スナカケババアの爆散からしばらく後。山は静まり返り、破壊された神社の瓦礫が月明かりに照らされていた。
「ふぅ……終わったか」
俺は息を整えながら獣槍を地面に突き刺す。黄金の鎧は光を失い始め、徐々に消えていった。
「ヴァ〜カが! 随分と派手にやったじゃない」
嘘吐鬼が軽く笑いながら近づいてくる。彼女の赤と青の衣装は煤で汚れていたが、本人は全く気にする様子もない。
「お前こそ、助かったぞ」
「まぁね。あんたが一人じゃこのデカブツは荷が重かっただろうし」
嘘吐鬼はそう言いながら周囲を見回す。
「にしても、あのデカブツ……スナカケババアだっけ? あんな化け物がこの時代にまだいるなんてね」
「ああ。最近になって魔化魍の活動が活発になってきているらしい」
「へぇ~」
嘘吐鬼は興味深そうに頷く。
「で、あんたは何を探してるわけ?」
「え?」
「だってさっきから妙に落ち着かないでしょ? 何かを探してる目つきよ」
俺は少し驚いた。この小柄な鬼は人をよく観察している。
「ああ。鬼石だ。
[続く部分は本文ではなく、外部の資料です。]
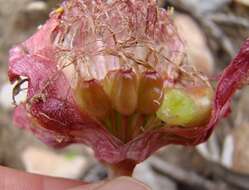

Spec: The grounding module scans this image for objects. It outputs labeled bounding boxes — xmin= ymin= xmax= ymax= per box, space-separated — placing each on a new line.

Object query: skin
xmin=0 ymin=166 xmax=150 ymax=190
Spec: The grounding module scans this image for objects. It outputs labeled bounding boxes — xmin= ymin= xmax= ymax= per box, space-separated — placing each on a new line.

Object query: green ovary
xmin=157 ymin=89 xmax=210 ymax=127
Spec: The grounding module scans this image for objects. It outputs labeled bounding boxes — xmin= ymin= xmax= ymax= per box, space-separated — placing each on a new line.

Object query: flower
xmin=9 ymin=0 xmax=249 ymax=164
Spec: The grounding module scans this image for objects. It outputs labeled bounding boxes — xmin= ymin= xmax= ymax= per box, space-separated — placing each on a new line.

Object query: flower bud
xmin=104 ymin=69 xmax=138 ymax=115
xmin=157 ymin=87 xmax=212 ymax=127
xmin=137 ymin=72 xmax=163 ymax=114
xmin=74 ymin=80 xmax=111 ymax=118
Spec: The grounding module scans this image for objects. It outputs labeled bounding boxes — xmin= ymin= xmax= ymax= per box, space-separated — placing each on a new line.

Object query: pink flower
xmin=9 ymin=0 xmax=249 ymax=167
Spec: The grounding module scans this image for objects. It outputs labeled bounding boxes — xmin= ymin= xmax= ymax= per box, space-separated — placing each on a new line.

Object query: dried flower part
xmin=104 ymin=70 xmax=138 ymax=115
xmin=9 ymin=0 xmax=249 ymax=163
xmin=74 ymin=80 xmax=111 ymax=119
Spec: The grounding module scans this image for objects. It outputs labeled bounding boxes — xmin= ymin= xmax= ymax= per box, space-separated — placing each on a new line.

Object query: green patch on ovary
xmin=157 ymin=89 xmax=198 ymax=126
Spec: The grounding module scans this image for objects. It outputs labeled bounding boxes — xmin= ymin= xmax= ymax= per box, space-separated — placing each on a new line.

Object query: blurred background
xmin=0 ymin=0 xmax=249 ymax=190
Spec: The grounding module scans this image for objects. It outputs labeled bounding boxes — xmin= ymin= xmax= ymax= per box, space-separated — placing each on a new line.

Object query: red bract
xmin=9 ymin=0 xmax=249 ymax=166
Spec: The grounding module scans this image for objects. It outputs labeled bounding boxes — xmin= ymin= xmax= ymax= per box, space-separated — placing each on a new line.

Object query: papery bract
xmin=9 ymin=0 xmax=249 ymax=163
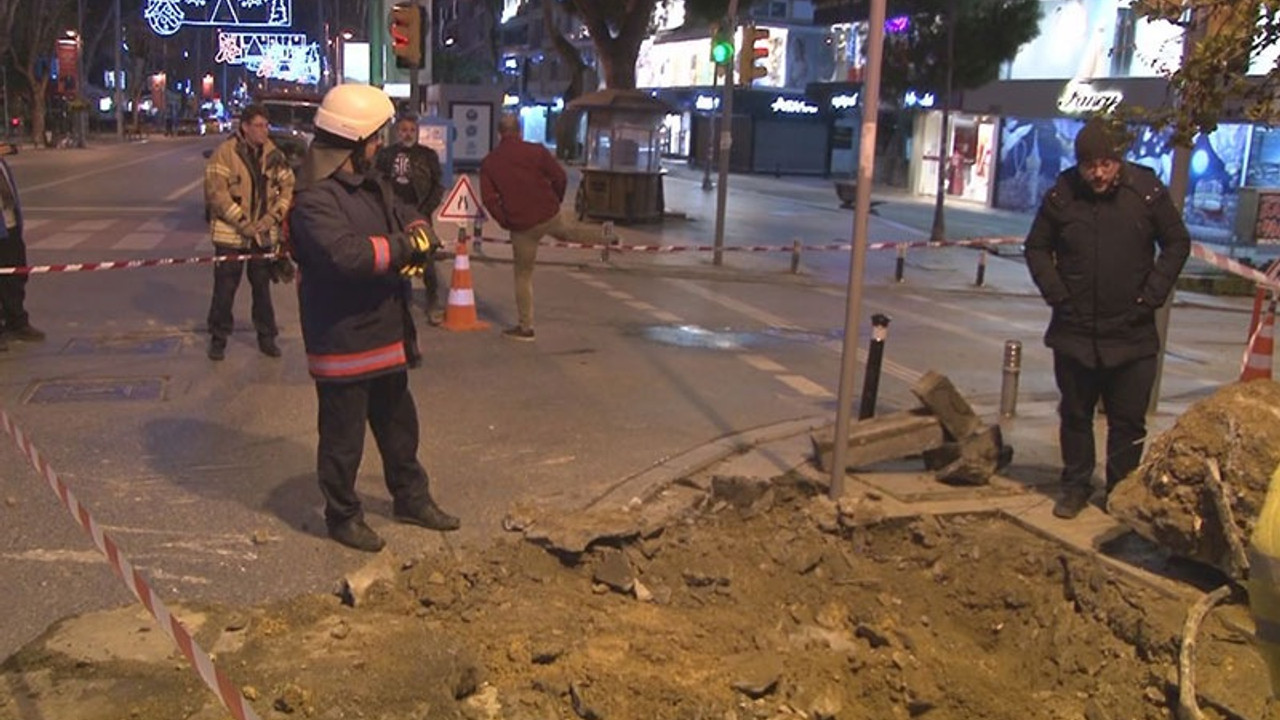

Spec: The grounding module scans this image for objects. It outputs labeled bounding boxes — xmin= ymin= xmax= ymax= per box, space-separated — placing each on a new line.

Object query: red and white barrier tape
xmin=1192 ymin=242 xmax=1280 ymax=291
xmin=0 ymin=254 xmax=278 ymax=275
xmin=0 ymin=409 xmax=259 ymax=720
xmin=480 ymin=237 xmax=1023 ymax=252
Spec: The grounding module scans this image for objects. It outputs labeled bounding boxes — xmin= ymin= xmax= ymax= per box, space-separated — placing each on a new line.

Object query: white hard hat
xmin=316 ymin=83 xmax=396 ymax=142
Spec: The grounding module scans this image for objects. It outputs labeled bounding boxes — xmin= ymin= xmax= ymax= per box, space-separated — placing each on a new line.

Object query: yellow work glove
xmin=401 ymin=223 xmax=440 ymax=278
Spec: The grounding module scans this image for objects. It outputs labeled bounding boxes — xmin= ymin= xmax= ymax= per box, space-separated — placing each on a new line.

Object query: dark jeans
xmin=1053 ymin=352 xmax=1156 ymax=492
xmin=209 ymin=246 xmax=279 ymax=342
xmin=316 ymin=372 xmax=430 ymax=525
xmin=0 ymin=228 xmax=28 ymax=329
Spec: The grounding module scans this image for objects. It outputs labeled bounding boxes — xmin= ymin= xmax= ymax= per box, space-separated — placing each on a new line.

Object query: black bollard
xmin=858 ymin=313 xmax=888 ymax=420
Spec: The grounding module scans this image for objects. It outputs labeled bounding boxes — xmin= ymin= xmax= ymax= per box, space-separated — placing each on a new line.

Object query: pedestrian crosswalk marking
xmin=28 ymin=232 xmax=92 ymax=250
xmin=111 ymin=232 xmax=165 ymax=250
xmin=68 ymin=220 xmax=115 ymax=232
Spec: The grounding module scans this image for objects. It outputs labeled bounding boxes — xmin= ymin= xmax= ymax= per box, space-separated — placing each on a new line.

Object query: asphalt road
xmin=0 ymin=133 xmax=1248 ymax=657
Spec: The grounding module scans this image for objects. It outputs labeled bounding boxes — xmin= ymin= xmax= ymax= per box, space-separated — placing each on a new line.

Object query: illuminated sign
xmin=831 ymin=92 xmax=858 ymax=110
xmin=769 ymin=97 xmax=818 ymax=115
xmin=214 ymin=32 xmax=320 ymax=85
xmin=142 ymin=0 xmax=293 ymax=35
xmin=902 ymin=90 xmax=936 ymax=108
xmin=1057 ymin=79 xmax=1124 ymax=115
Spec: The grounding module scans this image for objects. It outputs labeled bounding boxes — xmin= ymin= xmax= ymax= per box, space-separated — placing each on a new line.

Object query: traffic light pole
xmin=712 ymin=0 xmax=745 ymax=266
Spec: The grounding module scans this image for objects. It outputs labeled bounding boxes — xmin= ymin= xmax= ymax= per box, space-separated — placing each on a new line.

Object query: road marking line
xmin=111 ymin=232 xmax=165 ymax=250
xmin=27 ymin=232 xmax=92 ymax=250
xmin=22 ymin=147 xmax=188 ymax=195
xmin=164 ymin=178 xmax=205 ymax=201
xmin=739 ymin=354 xmax=786 ymax=373
xmin=67 ymin=220 xmax=115 ymax=232
xmin=667 ymin=279 xmax=803 ymax=331
xmin=773 ymin=375 xmax=835 ymax=397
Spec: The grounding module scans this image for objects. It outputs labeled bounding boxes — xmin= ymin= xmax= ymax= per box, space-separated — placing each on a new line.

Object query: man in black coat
xmin=376 ymin=115 xmax=444 ymax=325
xmin=1027 ymin=118 xmax=1190 ymax=518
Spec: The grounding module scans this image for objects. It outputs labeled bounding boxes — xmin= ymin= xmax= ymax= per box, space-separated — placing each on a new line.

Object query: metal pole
xmin=703 ymin=63 xmax=716 ymax=192
xmin=831 ymin=0 xmax=884 ymax=498
xmin=712 ymin=0 xmax=746 ymax=266
xmin=1000 ymin=340 xmax=1023 ymax=418
xmin=858 ymin=313 xmax=888 ymax=420
xmin=111 ymin=0 xmax=123 ymax=142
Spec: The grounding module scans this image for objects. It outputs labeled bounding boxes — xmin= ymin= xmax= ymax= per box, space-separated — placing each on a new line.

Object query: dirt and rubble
xmin=0 ymin=466 xmax=1280 ymax=720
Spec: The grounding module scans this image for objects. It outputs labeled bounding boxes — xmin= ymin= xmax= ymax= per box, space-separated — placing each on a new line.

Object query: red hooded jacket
xmin=480 ymin=135 xmax=568 ymax=231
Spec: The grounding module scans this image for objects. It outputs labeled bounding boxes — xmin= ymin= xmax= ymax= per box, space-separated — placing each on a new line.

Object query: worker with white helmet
xmin=289 ymin=85 xmax=460 ymax=552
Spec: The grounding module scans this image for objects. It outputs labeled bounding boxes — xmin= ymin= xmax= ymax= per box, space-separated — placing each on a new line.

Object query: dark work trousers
xmin=1053 ymin=352 xmax=1156 ymax=492
xmin=209 ymin=245 xmax=279 ymax=341
xmin=316 ymin=370 xmax=430 ymax=525
xmin=422 ymin=258 xmax=444 ymax=313
xmin=0 ymin=228 xmax=28 ymax=331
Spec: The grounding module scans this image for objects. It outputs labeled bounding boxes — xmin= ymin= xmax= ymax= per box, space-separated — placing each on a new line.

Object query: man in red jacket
xmin=480 ymin=115 xmax=575 ymax=342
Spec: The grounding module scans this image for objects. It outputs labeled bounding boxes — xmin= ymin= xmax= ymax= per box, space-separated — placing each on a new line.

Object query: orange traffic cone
xmin=1240 ymin=300 xmax=1276 ymax=383
xmin=443 ymin=229 xmax=489 ymax=331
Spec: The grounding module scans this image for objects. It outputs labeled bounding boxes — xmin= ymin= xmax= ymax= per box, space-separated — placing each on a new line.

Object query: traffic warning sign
xmin=436 ymin=176 xmax=485 ymax=222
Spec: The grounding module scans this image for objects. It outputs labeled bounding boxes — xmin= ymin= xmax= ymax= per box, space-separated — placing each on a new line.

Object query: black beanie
xmin=1075 ymin=118 xmax=1124 ymax=163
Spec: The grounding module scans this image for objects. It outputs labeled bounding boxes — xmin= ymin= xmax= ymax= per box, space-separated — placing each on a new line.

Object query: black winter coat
xmin=289 ymin=170 xmax=425 ymax=382
xmin=1027 ymin=164 xmax=1190 ymax=366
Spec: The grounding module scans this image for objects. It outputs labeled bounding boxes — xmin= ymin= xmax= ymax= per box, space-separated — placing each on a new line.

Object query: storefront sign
xmin=769 ymin=97 xmax=818 ymax=115
xmin=1057 ymin=81 xmax=1124 ymax=115
xmin=831 ymin=92 xmax=859 ymax=110
xmin=902 ymin=90 xmax=936 ymax=108
xmin=1253 ymin=191 xmax=1280 ymax=245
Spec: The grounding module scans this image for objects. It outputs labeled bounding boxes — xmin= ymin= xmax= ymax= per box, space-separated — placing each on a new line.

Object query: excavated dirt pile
xmin=1107 ymin=380 xmax=1280 ymax=579
xmin=0 ymin=477 xmax=1277 ymax=720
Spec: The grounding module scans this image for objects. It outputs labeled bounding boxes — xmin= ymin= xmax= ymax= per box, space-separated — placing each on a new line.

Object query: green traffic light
xmin=712 ymin=36 xmax=733 ymax=65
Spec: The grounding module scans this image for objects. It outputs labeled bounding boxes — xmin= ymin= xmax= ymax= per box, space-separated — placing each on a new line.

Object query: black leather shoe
xmin=1053 ymin=483 xmax=1093 ymax=520
xmin=394 ymin=500 xmax=462 ymax=532
xmin=209 ymin=337 xmax=227 ymax=360
xmin=329 ymin=518 xmax=387 ymax=552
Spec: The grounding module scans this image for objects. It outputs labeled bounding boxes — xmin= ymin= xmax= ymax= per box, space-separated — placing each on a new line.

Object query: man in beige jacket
xmin=205 ymin=105 xmax=294 ymax=360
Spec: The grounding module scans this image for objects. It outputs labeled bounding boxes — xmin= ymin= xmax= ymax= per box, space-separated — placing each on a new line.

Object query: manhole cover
xmin=63 ymin=334 xmax=182 ymax=355
xmin=27 ymin=378 xmax=168 ymax=405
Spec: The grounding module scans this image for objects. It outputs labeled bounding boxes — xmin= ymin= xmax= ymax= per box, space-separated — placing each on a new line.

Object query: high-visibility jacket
xmin=1248 ymin=466 xmax=1280 ymax=697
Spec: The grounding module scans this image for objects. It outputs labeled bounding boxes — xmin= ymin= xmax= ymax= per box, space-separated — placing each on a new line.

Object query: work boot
xmin=329 ymin=518 xmax=387 ymax=552
xmin=209 ymin=337 xmax=227 ymax=360
xmin=1053 ymin=483 xmax=1093 ymax=520
xmin=8 ymin=323 xmax=45 ymax=342
xmin=257 ymin=336 xmax=280 ymax=357
xmin=393 ymin=498 xmax=462 ymax=532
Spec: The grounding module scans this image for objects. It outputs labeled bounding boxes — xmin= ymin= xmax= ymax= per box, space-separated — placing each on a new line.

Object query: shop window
xmin=1111 ymin=8 xmax=1138 ymax=77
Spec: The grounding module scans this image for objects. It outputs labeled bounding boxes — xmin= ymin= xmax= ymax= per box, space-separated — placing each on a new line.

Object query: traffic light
xmin=712 ymin=20 xmax=733 ymax=68
xmin=737 ymin=26 xmax=769 ymax=87
xmin=390 ymin=4 xmax=424 ymax=68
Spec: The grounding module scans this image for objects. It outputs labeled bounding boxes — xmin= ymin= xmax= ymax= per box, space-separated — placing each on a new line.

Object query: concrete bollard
xmin=858 ymin=313 xmax=890 ymax=420
xmin=1000 ymin=340 xmax=1023 ymax=418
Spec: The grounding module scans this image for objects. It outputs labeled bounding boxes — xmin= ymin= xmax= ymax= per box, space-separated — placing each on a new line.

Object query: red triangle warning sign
xmin=435 ymin=176 xmax=485 ymax=220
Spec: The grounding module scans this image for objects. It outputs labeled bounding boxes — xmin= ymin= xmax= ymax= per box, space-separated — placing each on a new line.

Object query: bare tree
xmin=9 ymin=0 xmax=74 ymax=145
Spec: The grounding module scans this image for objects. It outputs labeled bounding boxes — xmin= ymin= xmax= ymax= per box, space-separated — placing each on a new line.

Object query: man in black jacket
xmin=289 ymin=83 xmax=458 ymax=552
xmin=376 ymin=115 xmax=444 ymax=325
xmin=1027 ymin=118 xmax=1190 ymax=518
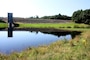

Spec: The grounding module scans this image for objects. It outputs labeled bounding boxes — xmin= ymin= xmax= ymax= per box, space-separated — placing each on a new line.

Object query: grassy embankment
xmin=0 ymin=23 xmax=90 ymax=60
xmin=19 ymin=23 xmax=90 ymax=31
xmin=0 ymin=31 xmax=90 ymax=60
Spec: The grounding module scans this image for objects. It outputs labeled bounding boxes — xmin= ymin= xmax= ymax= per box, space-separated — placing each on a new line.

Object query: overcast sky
xmin=0 ymin=0 xmax=90 ymax=17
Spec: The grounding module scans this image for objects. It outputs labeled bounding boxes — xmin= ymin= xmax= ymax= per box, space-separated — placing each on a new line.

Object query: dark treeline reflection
xmin=1 ymin=26 xmax=81 ymax=38
xmin=30 ymin=31 xmax=81 ymax=38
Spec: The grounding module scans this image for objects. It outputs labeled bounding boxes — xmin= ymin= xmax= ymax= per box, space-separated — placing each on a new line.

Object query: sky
xmin=0 ymin=0 xmax=90 ymax=18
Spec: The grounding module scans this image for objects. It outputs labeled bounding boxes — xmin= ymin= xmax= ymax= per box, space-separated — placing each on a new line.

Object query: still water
xmin=0 ymin=31 xmax=72 ymax=54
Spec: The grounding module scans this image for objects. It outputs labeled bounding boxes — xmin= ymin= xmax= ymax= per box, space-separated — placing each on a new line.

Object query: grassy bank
xmin=19 ymin=23 xmax=90 ymax=30
xmin=0 ymin=31 xmax=90 ymax=60
xmin=0 ymin=23 xmax=8 ymax=28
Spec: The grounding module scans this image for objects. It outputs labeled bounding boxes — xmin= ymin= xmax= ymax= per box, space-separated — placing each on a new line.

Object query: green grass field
xmin=0 ymin=23 xmax=8 ymax=28
xmin=19 ymin=23 xmax=90 ymax=31
xmin=0 ymin=23 xmax=90 ymax=60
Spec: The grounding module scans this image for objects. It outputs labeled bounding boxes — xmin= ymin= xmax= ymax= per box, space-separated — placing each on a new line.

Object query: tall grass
xmin=0 ymin=31 xmax=90 ymax=60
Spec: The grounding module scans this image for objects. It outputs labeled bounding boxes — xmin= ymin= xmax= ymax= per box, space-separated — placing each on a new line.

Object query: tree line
xmin=72 ymin=9 xmax=90 ymax=24
xmin=41 ymin=14 xmax=71 ymax=20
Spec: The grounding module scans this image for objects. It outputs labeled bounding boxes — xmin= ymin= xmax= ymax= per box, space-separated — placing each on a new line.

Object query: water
xmin=0 ymin=31 xmax=72 ymax=54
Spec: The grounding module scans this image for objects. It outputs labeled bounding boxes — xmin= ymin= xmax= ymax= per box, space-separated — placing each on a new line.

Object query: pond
xmin=0 ymin=29 xmax=81 ymax=54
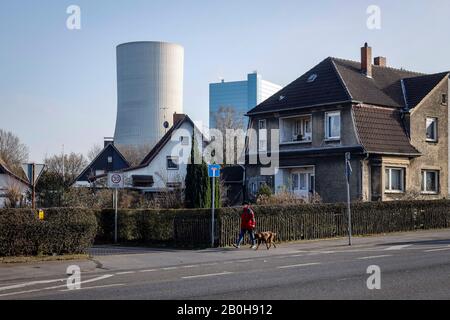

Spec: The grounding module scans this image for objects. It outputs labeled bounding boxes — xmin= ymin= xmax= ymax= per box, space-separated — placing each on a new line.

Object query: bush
xmin=0 ymin=208 xmax=97 ymax=256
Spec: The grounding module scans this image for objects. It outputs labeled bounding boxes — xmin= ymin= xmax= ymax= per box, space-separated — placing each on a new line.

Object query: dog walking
xmin=233 ymin=202 xmax=256 ymax=249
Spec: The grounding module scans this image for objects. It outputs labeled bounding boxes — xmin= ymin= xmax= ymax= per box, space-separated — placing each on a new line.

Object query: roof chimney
xmin=373 ymin=57 xmax=387 ymax=67
xmin=361 ymin=42 xmax=372 ymax=78
xmin=103 ymin=137 xmax=114 ymax=148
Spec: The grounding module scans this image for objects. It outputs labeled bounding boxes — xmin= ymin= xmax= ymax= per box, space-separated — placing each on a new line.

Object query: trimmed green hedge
xmin=0 ymin=208 xmax=97 ymax=256
xmin=97 ymin=200 xmax=450 ymax=247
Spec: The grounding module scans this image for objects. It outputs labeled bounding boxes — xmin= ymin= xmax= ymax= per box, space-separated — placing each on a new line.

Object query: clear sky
xmin=0 ymin=0 xmax=450 ymax=161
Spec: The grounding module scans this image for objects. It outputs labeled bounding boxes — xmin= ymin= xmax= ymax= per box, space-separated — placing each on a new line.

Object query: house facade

清めの音を直接大地に送り込むための」
「鬼石……?」
嘘吐鬼は眉をひそめる。
「戦国時代から続く伝説の石らしい。猫猫の祖父が言っていた」
俺は猫猫の方を見る。彼女は巻物を大切そうに抱えていた。
「そういえば、この巻物に書かれていたのは鬼石のことだけじゃなかったよね?」
猫猫が口を開く。
「確か……『大地の怒りを鎮めるには、鬼石の力が必要』って書いてあったわ」
「つまり、この近くにあるってことか?」
「多分ね。でも具体的な場所までは……」
「いや、手がかりはある」
俺は周囲の空気を吸い込む。
「感じるんだ。清めの音の残響を」
スナカケババアを倒した時から漂っている気配。普通の鬼には気づかないほどの微かな波動。
「へぇ〜」
嘘吐鬼が感心したように声を上げる。
「さすが、古代の鬼の力を一番に継いでるだけあるわね」
「そんな大げさな……」
「いやいや、マジで凄いって。普通の鬼ならそんな微妙な違いなんて感じ取れないもん」
嘘吐鬼はそう言いながら、目を閉じる。
「あ……確かにちょっと違うかも。この場所だけなんか澄んでる」
「俺だけじゃなくてお前も感じ取れるのか?」
「まあね。私は感知系の鬼だから」
嘘吐鬼は自慢げに言う。
「で、どこに向かえばいいの?」
「ああ、この方向だ」
俺は山の奥を指差す。
「あっちに何かがある。清めの音が特に強い」
「なら急いだ方がいいんじゃない?」
猫猫が心配そうに言う。
「どうして?」
「だって魔化魍が大発生してるんでしょう? こんな貴重な場所を彼らが狙わないはずないじゃない」
「確かに……」
俺たちは互いに顔を見合わせる。
「よし、行こう」
三人は山の奥へと足を踏み入れた。